1) I like someone else to work it out in a different method, I wnt to see what other approaches there are

2) Whether mine is taking too long or not. I mean I solved it, but any unnecessary steps?

3) Check whether I am right or wrong lol

$$|x^2 + 6x + 16| < 8$$

3. The attempt at a solution

At first I was going to do

$$- 8 < x^2 + 6x + 16 < 8$$

Then I realize it was hopeless

So then I did

$$(x^2 + 6x + 16) < 8$$ and $$- ( x^2 + 6x + 16 ) < 8$$

(1) $$(x^2 + 6x + 16) < 8$$

$$x^2 + 6x + 8 < 0$$

$$(x+4)(x+2) < 0$$

Did some test points and found that $$x \in (-4,-2)$$ is a solution

(2) $$-(x^2 + 6x + 16) < 8$$

$$-(x+4)(x+2) < 0$$

$$(x+4)(x+2) > 0$$

Now here is the problem should i have even divide that -1 and switch the inequality signs? I could and I would get some meaningless answer like $$x \in (-\infty,-4)$$

Anyways I threw it back in

$$(-x-4)(x+2) > 0$$

x is still 4, so no change, neither did the solution

So my solution remains as $$x \in (-4,-2)$$

2. Jun 25, 2011

### ehild

The second line is wrong.

ehild

3. Jun 25, 2011

### Mentallic

This isn't hopeless. Solve both cases separately, mainly:

$$-8<x^2+6x+16$$
$$x^2+6x+16<8$$
and then find the intersection of each solution set.

This is equivalent to

And you can improve on this part

By simply drawing a rough sketch of the quadratic (you should be able to visualize it in your head even).

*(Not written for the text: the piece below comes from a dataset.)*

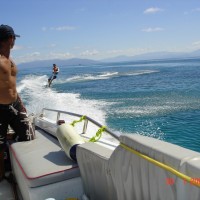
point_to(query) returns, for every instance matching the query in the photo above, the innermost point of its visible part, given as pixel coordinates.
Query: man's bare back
(8, 72)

And ehild has pointed out your error.
What you did is basically say that since a<b (from your first inequality) then a-b<0, but if -a<b, then -a-b<0 but -a-b is not equal to -(a-b) as you did.

One more point: Even though you solved the wrong quadratic,

This would not be true since you need to find the intersection of the solution sets $x\in(-\infty,-4)$ and $x\in(-4,-2)$ which is the empty set (x cannot be in both at the same time, so there is no x satisfying these solution sets).

4. Jun 25, 2011

### flyingpig

But I thought

|x| < a

is

-x<a and x <a

A definition of piecewise?

5. Jun 25, 2011

### Mentallic

Look more closely, that's not what the problem was.

6. Jun 25, 2011

### Staff: Mentor

Or equivalently, x > -a and x < a. This is normally written as -a < x < a, assuming a is a positive number.
???
I don't understand your thinking here.

7. Jun 25, 2011

### SammyS

Staff Emeritus
To take what ehild wrote, one or two steps farther;

If $- ( x^2 + 6x + 16 ) < 8\,,$ then $-(x^2+6x+24)<0\,.$

Now solve that.

8. Jun 25, 2011

### SammyS

Staff Emeritus
You might try completing the square for the quadratic, x2 + 6x + 16 .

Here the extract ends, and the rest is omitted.